Problem Description
Given an integer array rolls of length n and an integer k representing a k-sided dice (numbered from 1 to k), determine the length of the shortest sequence of dice rolls such that this sequence is not a subsequence of rolls. A sequence of rolls of length len is defined as the outcome of rolling the dice len times.
Key Insights
- Instead of checking every possible sequence (which is exponential in possibilities), we can use a greedy strategy.
- We simulate rolling by scanning through rolls and "collecting" one complete set of numbers from 1 to k.
- Every time we collect all k numbers, it indicates we can form all sequences up to that complete round.
- The answer is the count of complete rounds we have accumulated plus one additional roll (which will create a sequence that is impossible to form).
Space and Time Complexity
Time Complexity: O(n) – We traverse the rolls array once.
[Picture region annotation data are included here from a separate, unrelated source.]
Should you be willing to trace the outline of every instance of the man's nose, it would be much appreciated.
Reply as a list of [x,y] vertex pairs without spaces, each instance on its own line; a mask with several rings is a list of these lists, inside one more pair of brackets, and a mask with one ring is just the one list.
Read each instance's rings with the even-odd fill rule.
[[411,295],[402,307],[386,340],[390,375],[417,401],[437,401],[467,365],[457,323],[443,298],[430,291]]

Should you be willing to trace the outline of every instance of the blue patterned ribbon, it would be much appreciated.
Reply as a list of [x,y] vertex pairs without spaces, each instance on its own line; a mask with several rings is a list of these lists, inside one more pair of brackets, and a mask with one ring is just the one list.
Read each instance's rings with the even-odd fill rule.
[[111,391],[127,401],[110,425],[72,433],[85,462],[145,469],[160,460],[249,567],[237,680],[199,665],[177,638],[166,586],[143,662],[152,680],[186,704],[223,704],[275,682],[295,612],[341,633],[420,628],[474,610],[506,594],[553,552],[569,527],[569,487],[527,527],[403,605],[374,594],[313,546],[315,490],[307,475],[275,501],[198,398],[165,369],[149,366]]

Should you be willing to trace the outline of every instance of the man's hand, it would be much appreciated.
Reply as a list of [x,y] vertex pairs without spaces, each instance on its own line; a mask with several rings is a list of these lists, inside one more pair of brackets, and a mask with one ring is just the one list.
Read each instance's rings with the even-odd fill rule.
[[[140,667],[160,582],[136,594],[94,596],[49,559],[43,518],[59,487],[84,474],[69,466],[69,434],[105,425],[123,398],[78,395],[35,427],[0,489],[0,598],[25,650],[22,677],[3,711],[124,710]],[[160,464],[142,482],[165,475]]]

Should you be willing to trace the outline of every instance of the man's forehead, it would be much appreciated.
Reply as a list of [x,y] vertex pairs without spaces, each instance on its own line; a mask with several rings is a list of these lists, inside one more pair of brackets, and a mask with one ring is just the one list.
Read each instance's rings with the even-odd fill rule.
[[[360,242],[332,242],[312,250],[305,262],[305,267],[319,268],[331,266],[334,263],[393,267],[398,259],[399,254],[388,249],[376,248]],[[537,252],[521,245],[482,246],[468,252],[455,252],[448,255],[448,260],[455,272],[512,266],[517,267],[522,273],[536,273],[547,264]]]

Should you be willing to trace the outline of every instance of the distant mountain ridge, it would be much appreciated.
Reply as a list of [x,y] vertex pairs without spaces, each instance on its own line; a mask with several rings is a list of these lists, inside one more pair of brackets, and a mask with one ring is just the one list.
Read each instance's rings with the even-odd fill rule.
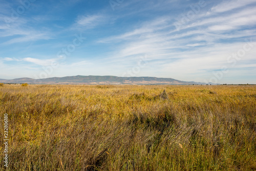
[[13,79],[0,79],[0,82],[9,83],[59,84],[206,84],[213,83],[183,81],[170,78],[154,77],[117,77],[115,76],[77,75],[43,79],[20,78]]

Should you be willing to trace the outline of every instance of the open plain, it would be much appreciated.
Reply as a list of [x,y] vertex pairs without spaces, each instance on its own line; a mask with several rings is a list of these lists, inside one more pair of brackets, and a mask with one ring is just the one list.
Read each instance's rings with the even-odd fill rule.
[[0,111],[8,170],[256,169],[255,86],[4,84]]

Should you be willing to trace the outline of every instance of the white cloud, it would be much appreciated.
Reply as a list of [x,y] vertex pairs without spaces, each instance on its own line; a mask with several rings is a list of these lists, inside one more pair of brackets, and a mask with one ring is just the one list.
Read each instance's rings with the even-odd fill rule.
[[102,23],[104,17],[99,14],[82,15],[78,17],[73,29],[91,29]]
[[223,2],[211,8],[214,12],[223,12],[239,8],[241,8],[250,4],[255,3],[255,0],[231,0]]
[[4,60],[7,60],[7,61],[12,61],[13,60],[13,59],[10,58],[10,57],[5,57],[4,58]]

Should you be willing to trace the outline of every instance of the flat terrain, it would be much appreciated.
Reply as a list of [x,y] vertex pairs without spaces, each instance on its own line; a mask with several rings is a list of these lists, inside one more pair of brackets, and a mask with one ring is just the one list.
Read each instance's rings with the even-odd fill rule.
[[[166,94],[163,93],[165,90]],[[256,169],[256,87],[0,87],[0,169]]]

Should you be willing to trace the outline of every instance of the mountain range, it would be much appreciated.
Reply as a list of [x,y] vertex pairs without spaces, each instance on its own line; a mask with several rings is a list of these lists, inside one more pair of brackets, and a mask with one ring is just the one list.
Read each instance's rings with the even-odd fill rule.
[[4,83],[58,84],[215,84],[213,83],[183,81],[168,78],[153,77],[117,77],[115,76],[77,75],[44,79],[20,78],[0,79]]

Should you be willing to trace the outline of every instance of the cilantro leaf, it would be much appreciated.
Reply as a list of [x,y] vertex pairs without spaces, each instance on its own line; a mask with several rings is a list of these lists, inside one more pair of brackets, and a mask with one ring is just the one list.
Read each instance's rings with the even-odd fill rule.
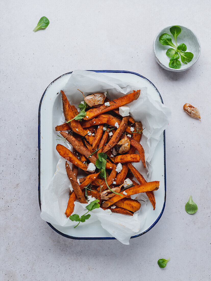
[[87,104],[86,101],[84,102],[83,104],[82,103],[80,103],[78,105],[78,106],[79,108],[81,110],[83,110],[84,111],[85,111],[85,110],[87,107]]
[[[98,155],[99,155],[99,154]],[[102,163],[99,159],[97,159],[96,160],[95,162],[95,166],[98,169],[100,170],[101,170],[102,169]]]
[[70,121],[72,121],[74,119],[75,120],[79,120],[79,121],[81,121],[81,119],[86,116],[86,113],[85,111],[85,110],[87,106],[87,104],[85,101],[84,102],[83,104],[83,103],[80,103],[80,104],[79,104],[78,107],[81,110],[81,112],[79,112],[77,115],[75,116],[74,118],[73,118],[71,120],[69,120],[68,121],[67,123],[69,123],[69,122],[70,122]]
[[102,158],[105,159],[107,159],[107,154],[104,153],[103,152],[100,152],[100,153],[98,153],[98,159],[101,162],[102,161]]
[[83,215],[81,217],[81,221],[82,223],[84,223],[86,220],[89,219],[91,216],[89,214],[88,215]]
[[94,209],[96,209],[100,207],[100,204],[98,203],[98,202],[100,201],[98,199],[97,199],[94,201],[93,201],[91,202],[88,204],[86,207],[86,208],[89,212],[90,211],[92,211]]
[[70,216],[69,217],[69,219],[72,221],[81,221],[81,219],[78,215],[77,214],[75,214],[72,216]]

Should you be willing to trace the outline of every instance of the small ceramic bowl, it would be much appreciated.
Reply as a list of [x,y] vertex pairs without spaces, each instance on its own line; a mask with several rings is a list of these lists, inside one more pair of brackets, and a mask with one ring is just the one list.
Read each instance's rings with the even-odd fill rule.
[[[162,45],[159,41],[159,37],[163,33],[168,33],[171,35],[172,38],[172,42],[175,44],[174,39],[169,30],[170,28],[173,25],[179,25],[182,30],[181,33],[178,35],[176,38],[178,45],[180,43],[184,43],[187,46],[186,51],[191,52],[194,55],[192,59],[190,62],[188,63],[187,64],[185,64],[181,62],[181,67],[178,69],[171,68],[169,66],[170,59],[166,55],[166,53],[168,49],[172,47],[170,46]],[[156,60],[162,67],[170,71],[179,72],[184,71],[190,68],[198,60],[200,55],[201,45],[198,38],[192,30],[180,24],[175,24],[165,27],[158,32],[153,42],[153,49]],[[180,58],[179,60],[181,62]]]

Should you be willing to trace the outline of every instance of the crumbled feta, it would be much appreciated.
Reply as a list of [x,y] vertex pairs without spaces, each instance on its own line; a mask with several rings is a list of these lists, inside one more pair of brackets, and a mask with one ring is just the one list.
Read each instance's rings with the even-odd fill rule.
[[123,117],[125,116],[128,116],[129,115],[130,108],[128,106],[120,106],[119,110],[119,113],[120,115]]
[[71,192],[72,192],[73,191],[73,188],[72,186],[72,185],[71,183],[70,183],[70,185],[69,186],[70,188],[70,191]]
[[132,184],[132,183],[133,182],[131,181],[130,179],[128,178],[126,178],[126,179],[124,181],[123,186],[124,187],[126,187],[128,185],[129,185]]
[[121,163],[119,163],[118,164],[117,164],[117,165],[116,166],[116,169],[115,170],[116,171],[117,173],[119,173],[121,171],[122,169],[122,166],[121,166]]
[[114,149],[113,149],[113,151],[112,151],[112,153],[114,155],[114,156],[116,155],[117,154],[117,153],[115,150],[115,148],[114,148]]
[[87,170],[88,172],[90,172],[91,173],[93,173],[95,171],[96,167],[95,165],[93,163],[90,163],[88,165]]

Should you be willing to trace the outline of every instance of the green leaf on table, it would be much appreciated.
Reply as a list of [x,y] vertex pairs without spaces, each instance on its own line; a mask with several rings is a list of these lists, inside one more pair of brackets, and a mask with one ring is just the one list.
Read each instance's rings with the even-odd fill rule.
[[172,48],[170,48],[166,51],[166,54],[169,58],[171,58],[175,53],[175,50]]
[[75,214],[72,216],[70,216],[69,219],[72,221],[81,221],[80,217],[77,214]]
[[169,64],[169,66],[171,68],[177,69],[178,68],[180,68],[181,67],[181,63],[178,60],[170,60]]
[[44,29],[46,28],[49,24],[50,22],[46,17],[42,17],[38,22],[37,25],[34,29],[33,31],[36,32],[39,29]]
[[85,221],[89,219],[91,216],[89,214],[88,215],[83,215],[81,217],[81,221],[82,223],[84,223]]
[[175,52],[170,59],[170,61],[171,62],[172,60],[178,60],[179,58],[179,55],[178,54],[178,53]]
[[166,264],[170,259],[170,258],[169,258],[168,260],[165,260],[165,259],[160,259],[157,261],[157,264],[160,268],[163,268],[166,267]]
[[189,200],[185,204],[185,211],[191,214],[195,214],[198,210],[197,205],[192,200],[192,196],[191,195]]
[[162,45],[176,47],[172,43],[172,40],[171,36],[167,33],[164,33],[159,37],[160,42]]
[[174,37],[174,38],[175,41],[175,43],[177,46],[177,43],[176,42],[176,37],[179,34],[181,33],[182,30],[181,29],[181,28],[178,25],[174,25],[170,28],[170,32]]
[[188,62],[192,60],[193,57],[193,54],[190,52],[182,52],[181,51],[178,51],[180,55],[181,60],[182,62],[185,64],[187,64]]
[[98,203],[99,202],[99,201],[98,199],[96,199],[96,200],[92,201],[90,202],[89,204],[86,207],[86,208],[89,212],[90,211],[92,211],[94,209],[96,209],[100,207],[100,204]]
[[177,50],[183,52],[185,52],[187,49],[187,47],[185,44],[184,43],[181,43],[177,46]]

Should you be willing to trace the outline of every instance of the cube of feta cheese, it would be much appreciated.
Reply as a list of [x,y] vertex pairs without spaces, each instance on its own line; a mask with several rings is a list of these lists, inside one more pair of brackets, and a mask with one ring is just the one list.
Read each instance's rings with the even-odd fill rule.
[[93,163],[90,163],[88,165],[87,170],[88,172],[90,172],[90,173],[93,173],[95,171],[96,167],[95,165]]
[[116,128],[118,129],[119,128],[119,124],[118,124],[117,122],[116,122],[115,124],[114,124],[114,126],[115,127],[116,127]]
[[120,106],[119,110],[119,113],[120,115],[124,117],[125,116],[128,116],[129,115],[130,108],[128,106]]
[[118,173],[119,173],[121,172],[122,169],[122,166],[121,163],[119,163],[117,164],[116,166],[116,169],[115,170]]
[[129,185],[130,184],[132,184],[132,182],[130,180],[129,178],[126,178],[124,181],[123,186],[124,187],[126,187],[128,185]]

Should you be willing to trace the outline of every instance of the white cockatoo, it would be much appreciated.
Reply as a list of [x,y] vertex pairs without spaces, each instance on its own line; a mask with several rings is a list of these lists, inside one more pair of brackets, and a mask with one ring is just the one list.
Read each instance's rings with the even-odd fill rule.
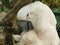
[[31,21],[34,30],[22,33],[21,45],[59,45],[56,19],[51,9],[40,1],[22,7],[18,20]]

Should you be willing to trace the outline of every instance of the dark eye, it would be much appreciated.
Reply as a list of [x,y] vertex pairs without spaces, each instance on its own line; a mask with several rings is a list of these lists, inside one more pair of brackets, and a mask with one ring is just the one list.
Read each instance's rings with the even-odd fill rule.
[[27,14],[27,17],[29,16],[29,14]]

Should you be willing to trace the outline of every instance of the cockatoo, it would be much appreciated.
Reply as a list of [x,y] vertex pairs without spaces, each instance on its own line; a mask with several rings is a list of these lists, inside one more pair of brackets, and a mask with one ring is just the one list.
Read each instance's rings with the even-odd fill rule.
[[21,34],[21,45],[59,45],[56,18],[51,9],[40,1],[22,7],[17,19],[30,21],[34,27]]

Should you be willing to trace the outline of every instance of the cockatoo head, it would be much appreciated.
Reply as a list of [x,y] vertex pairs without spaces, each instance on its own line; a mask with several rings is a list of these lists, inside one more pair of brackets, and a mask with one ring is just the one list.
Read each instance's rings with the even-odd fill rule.
[[[36,4],[38,7],[39,5]],[[36,22],[38,20],[38,15],[37,15],[37,10],[35,4],[28,4],[24,7],[22,7],[18,13],[17,13],[17,19],[18,20],[25,20],[25,21],[30,21],[33,24],[33,27],[36,26]],[[35,7],[35,8],[34,8]]]
[[40,1],[22,7],[17,13],[18,20],[30,21],[35,30],[45,30],[50,25],[56,25],[56,19],[51,9]]

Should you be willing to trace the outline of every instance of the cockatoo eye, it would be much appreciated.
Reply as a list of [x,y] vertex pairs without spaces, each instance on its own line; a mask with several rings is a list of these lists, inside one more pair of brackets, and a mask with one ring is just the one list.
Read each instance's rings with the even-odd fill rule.
[[27,17],[29,16],[29,14],[27,14]]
Space Complexity: O(k) – We maintain a boolean array or equivalent structure to track k numbers.
Solution
The solution uses a greedy approach where we iterate over the rolls array keeping track of numbers seen in the current round. A complete round is when we have seen every number in the range [1, k]. We then reset our tracker to simulate a new round. The number of complete rounds we have, plus one, gives the shortest sequence length that cannot be formed as a subsequence. The key idea is that each complete round allows us to represent all sequences of that length, so the next length becomes impossible.